Una mirada desde la alcantarilla. Los fondos - 9 Digital - Mi 9
Una mirada desde la alcantarilla. Los fondos -
Los fondos
Los gorriones juntan palitos y saltan
con sus patas de ramas finas.
Nada se quiebra con el calor y sin embargo
un ángel podría estar muriendo de sed
entre nosotros. Mi hija menor pregunta
si las pulgas se cansan de picar siempre un mismo lomo,
si los mosquitos van a dejar de querer su sangre,
si en la reposera hace falta tirar hielo del termo
para que cuando apoyemos la espalda, el metal no nos queme.
Me gusta que esa nena de apenas cinco años se anticipe al sol.
En otro fondo dos nenes tiran municiones a una montaña de latas.
Las imagino agujereadas como dientes.
Tener un jardín es una forma de mantenerse ocupado
hasta en los momentos de descanso.
Es aceptar con sumisión que muchas cosas serán destruídas
como construir castillos de arena en la orilla
por eso, es tan hermoso colocar la bandera en la cima.
Vivimos en el derrumbe, grita la mujer
que controla los tiros de los nenes en ese otro patio.
Las voces aparecen como fantasmas.
Entre las hortensias, la niña persigue el rastro de una bolsa de azúcar.
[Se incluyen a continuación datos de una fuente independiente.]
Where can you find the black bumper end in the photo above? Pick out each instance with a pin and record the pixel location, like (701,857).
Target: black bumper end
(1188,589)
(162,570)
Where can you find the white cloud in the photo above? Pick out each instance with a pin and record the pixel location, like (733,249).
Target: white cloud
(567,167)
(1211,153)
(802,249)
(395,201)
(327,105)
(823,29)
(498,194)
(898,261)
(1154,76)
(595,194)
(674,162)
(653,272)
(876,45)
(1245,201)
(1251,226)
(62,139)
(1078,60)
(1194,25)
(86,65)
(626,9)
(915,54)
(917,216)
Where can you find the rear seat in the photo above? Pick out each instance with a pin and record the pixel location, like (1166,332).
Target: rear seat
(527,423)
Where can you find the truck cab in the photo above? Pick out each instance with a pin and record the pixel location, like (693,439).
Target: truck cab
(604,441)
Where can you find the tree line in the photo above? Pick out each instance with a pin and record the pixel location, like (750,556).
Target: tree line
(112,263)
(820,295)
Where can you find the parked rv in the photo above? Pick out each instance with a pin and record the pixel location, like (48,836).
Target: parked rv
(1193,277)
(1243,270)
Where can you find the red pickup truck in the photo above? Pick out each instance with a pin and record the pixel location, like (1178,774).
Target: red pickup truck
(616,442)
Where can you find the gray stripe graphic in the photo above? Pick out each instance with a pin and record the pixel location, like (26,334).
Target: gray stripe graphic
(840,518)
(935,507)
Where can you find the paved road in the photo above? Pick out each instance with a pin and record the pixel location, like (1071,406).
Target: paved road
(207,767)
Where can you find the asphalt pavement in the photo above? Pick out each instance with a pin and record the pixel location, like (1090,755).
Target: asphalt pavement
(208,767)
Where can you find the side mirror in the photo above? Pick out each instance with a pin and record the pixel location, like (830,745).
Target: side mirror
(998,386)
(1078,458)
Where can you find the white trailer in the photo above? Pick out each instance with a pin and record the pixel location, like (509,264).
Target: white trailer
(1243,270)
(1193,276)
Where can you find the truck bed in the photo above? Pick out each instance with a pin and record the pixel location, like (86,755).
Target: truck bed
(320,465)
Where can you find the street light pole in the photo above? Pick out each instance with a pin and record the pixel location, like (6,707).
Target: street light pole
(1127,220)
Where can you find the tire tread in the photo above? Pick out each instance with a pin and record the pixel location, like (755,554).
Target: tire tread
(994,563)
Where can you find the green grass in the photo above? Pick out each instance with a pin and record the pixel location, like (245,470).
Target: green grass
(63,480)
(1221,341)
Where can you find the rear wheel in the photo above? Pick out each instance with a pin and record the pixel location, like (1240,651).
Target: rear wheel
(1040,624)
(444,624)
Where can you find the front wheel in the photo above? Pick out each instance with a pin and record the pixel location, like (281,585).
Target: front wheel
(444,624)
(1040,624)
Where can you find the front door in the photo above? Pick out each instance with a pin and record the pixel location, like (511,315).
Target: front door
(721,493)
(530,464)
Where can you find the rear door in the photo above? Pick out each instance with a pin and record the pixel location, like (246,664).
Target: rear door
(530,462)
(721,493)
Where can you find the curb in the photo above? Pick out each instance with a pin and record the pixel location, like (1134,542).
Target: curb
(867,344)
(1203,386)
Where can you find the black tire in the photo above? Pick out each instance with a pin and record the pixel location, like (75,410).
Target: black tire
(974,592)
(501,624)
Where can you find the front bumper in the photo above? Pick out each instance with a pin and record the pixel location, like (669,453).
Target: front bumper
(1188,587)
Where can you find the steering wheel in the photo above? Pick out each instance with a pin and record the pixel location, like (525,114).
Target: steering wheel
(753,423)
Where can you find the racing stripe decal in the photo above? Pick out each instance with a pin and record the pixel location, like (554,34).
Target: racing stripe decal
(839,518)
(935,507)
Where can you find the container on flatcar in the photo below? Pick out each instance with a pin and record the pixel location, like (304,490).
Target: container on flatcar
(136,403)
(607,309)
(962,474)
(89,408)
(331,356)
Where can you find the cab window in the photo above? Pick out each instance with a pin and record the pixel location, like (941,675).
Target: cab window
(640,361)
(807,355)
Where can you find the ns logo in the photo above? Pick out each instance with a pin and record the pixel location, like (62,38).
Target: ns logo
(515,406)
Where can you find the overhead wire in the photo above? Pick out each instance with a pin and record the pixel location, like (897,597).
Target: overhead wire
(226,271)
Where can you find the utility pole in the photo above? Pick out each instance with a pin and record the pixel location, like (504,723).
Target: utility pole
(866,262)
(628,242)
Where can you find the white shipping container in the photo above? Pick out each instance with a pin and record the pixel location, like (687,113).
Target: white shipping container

Casi como un pájaro gatea y lame la punta de sus dedos.
Quiero entender que el cuerpo absorbe sabores por las falanges.
Hemos dejado cajas de supermercado con las cosas
aún dentro antes de salir al jardín. Creíamos urgente la provista,
pero preferimos contar las gotas que caen de las puntas de la hiedra
y admirar la boca abierta de la manguera.
¿Trajiste aceite de oliva?
Traje. Pienso en silencio.
Los ojos verdes o la piel verde del hombre que iba muriendo aparecen.
Seremos aceitunas marchitas.
¿Podrá la piel hacerse hoja?
¿Caemos en otoño?
No importa si las cosas están podridas
si el óxido suda herrumbre
si los huevos de la infancia guardan calor como una brasa.
Repetimos gestos que cubren la tarde de otro tiempo.
Nadie sabía, hija, si los nidos guardaban dientes o ángeles.
¿y las mariposas cómo duermen?
quizás en el centro de las flores o quizás
están debajo de los granos de azúcar que perdemos.
O todo es más simple y las hormigas guardan un volcán entre nosotras.